Rimli Sengupta’s debut novel is marked by a struggle between the putative historian’s methodological proclivities and the private individual’s quest for family history and personal identity. What emerges in the bloody aftermath is a disorienting hybrid of fact and fiction, a genre-bending work that wears its internal conflict as a trophy and a badge.
The story is as old as the hills: star-crossed childhood sweethearts Ramesh (‘Shishu’) and Noni are parted by his participation in the armed freedom movement in Bengal and her marriage at 16. He witnesses fourscore years of devastating political turmoil, suffers horrific physical torture in Alipore Central Jail and the Andamans Cellular Jail, and undergoes paralysing ideological crises. Throughout it all, he retains his sanity by filling a notebook with poems for his childhood muse.
Troubling plot
Noni, meanwhile, has survived appalling conditions as a refugee in Calcutta after Partition and produced a now-affluent and thriving family over 50 strong. The one-sided record of this unconventional love survives in the form of Shishu’s poetry journal and is narrated by Noni’s granddaughter.
The trouble with this plot, constructed in the best realist tradition, is that it is all true. Sengupta offers an account “from below”, using the shadows cast by family heirlooms (notebook, mirror, photograph) as material archive to write an alternative history of India’s freedom movement, focusing on East Bengali (‘Bangal’) and Dalit participation.
As novelist, she writes richly imagined fictional scenes of meetings, partings, and journeys. As memoirist, however, the intrusion of the autobiographical “I” comes as a shock.
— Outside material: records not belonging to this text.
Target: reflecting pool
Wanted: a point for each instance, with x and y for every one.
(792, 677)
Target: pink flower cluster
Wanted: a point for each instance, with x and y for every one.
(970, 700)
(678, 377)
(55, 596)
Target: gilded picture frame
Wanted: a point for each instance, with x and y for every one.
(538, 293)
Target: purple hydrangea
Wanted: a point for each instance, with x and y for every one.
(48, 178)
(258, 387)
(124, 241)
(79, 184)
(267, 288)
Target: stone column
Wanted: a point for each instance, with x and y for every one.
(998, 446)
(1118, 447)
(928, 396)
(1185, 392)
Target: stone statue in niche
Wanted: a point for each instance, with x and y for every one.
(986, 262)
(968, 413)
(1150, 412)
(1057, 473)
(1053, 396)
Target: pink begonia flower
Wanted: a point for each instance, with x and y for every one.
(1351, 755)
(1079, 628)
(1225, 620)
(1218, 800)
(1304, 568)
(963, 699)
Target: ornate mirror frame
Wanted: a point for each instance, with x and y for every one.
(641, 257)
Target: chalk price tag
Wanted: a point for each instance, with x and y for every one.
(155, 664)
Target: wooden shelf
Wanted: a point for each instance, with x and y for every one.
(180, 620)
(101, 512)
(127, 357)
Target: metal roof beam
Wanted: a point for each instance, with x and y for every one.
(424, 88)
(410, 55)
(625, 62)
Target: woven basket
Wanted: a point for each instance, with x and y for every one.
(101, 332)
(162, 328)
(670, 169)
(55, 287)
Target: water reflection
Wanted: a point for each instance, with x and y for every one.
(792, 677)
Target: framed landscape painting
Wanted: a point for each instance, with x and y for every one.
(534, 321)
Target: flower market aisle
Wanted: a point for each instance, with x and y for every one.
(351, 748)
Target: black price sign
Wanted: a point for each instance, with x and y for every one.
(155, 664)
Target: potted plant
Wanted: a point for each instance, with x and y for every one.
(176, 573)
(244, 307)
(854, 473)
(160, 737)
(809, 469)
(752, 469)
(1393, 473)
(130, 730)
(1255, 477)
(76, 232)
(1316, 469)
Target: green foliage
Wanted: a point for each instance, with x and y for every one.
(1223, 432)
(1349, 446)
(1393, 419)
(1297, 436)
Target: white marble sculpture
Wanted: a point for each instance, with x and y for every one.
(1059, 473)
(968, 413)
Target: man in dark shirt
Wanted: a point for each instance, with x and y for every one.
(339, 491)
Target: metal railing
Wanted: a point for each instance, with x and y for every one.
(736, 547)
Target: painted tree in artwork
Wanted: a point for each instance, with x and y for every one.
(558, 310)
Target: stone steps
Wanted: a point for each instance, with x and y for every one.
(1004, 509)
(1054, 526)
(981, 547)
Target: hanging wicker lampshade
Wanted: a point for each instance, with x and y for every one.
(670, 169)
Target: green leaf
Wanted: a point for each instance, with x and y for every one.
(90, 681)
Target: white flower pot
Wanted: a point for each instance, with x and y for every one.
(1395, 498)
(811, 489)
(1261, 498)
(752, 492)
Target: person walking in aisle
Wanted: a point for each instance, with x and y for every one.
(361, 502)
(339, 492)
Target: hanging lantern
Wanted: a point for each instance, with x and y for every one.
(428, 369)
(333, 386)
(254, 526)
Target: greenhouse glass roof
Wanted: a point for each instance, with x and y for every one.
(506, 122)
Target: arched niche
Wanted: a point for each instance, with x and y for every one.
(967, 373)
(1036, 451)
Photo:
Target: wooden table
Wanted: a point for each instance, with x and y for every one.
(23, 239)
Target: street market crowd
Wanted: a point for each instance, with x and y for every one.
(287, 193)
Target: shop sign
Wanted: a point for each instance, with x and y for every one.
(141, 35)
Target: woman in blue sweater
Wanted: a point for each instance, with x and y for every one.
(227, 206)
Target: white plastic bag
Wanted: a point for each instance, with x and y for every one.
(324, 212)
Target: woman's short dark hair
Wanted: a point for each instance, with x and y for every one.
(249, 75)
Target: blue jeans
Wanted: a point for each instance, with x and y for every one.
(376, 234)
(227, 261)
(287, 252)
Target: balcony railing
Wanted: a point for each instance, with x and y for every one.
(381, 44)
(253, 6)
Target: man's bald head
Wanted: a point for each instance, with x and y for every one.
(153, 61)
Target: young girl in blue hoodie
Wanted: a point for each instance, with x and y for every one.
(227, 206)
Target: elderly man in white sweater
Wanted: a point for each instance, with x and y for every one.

Towards the end of the book, she holds a debate with “ghost Shishu” about the impossibility of “X-raying the central, heritable fracture of our people”. Strangely, however, Noni does not receive the compliment of imaginary conversations with her granddaughter but remains an enigmatic, albeit catalytic, figure in the narrative.
The response of this historiographer, granddaughter, and self-styled “willing refugee from engineering academia” to the “full slap of history” that “lands only in hindsight” is to hold the written text hostage to its genres, keeping the reader deliberately off-balance, unable to discriminate between truths metaphorical and literal.
“If you quit trusting me,” she says in the beginning, “I’ll understand.” We cannot help being profoundly grateful for her understanding.
A Lost People’s Archive
Rimli Sengupta
Aleph
₹699
The reviewer is Assistant Professor, English, at IIT-Guwahati.